In the book she eventually married Kostia, a fellow sniper who always covered her back. He was a fluent English-speaker and accompanied her to the United States as her interpreter. But Kostia has been created by the author.
The author’s most dramatic invention is an unnamed marksman, who had been paid by a handler (also unnamed) to assassinate President Roosevelt. (No such plot existed.) He posed as a journalist and as such had access to conferences arranged by the White House. He did not believe that Mila was a sniper, but, because she had become famous as such, he planned to arrange things in such a way that, although he would kill the President, Mira would be seen as the assassin. He constantly followed her, and sent her several anonymous notes threatening her with death.
All the characters in the book – real and invented – are convincingly described – Mila’s, especially, is rounded, complex and interesting; and the novel is a real thriller. Most readers will not be interested in, or bothered by, the differences between fact and fiction.
I had been impressed last year by Quinn’s WWII novel, ‘The Rose Code’ and how well she had blended real life events and historical figures into the narrative.
In ‘The Diamond Eye’ she focuses her story around the life of Mila Pavlichenko, an aspiring historian who in 1937 was living in Kyiv (Kiev), Soviet Union. Her life revolves around her academic work and her young son until Hitler’s invasion of Russia changes everything.
Mila had already acquired an Advanced Marksman Certificate before the invasion. She quickly signs up and is assigned to an elite sniper unit. There her gifts are honed to perfection. She gains a reputation and acquires the name Lady Death.
In 1942 Mila is selected to be part of a Soviet delegation to the USA. Their mission is to convince President Roosevelt to commit resources to the war in Europe and specifically to the Soviet Union. Mila is perceived as an oddity though finds an unexpected ally in First Lady Eleanor Roosevelt. Yet she is unaware that she is being closely observed by a man only identified to us as the Marksman. He appears to have nefarious plans.
Quinn moves between Mila’s harrowing experiences on the Eastern Front and her being feted around the United States. On occasion there are Notes by the First Lady as well as brief extracts from Mila’s official and unofficial memoirs.

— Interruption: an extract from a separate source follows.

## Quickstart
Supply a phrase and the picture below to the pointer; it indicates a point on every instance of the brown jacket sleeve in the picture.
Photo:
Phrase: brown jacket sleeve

I found Mila an accessible protagonist and especially appreciated her frustration at the way she was treated in the States: “I wish they’d stop calling me the girl sniper,” the marksman heard her mutter in Russian … “Only in America can you be a soldier and twenty-six, and still be a girl.”
Quinn’s Author’s Note provides details of how she first encountered Mila Pavlichenko when researching an earlier novel and felt that her extraordinary life story warranted its own novel. Quinn includes a bibliography, internet resources, and even film references. There is also a section of historical photographs.
Overall, I found this an excellent work of historical fiction with elements of a political thriller woven into the story. It’s climax certainly proved nail-biting.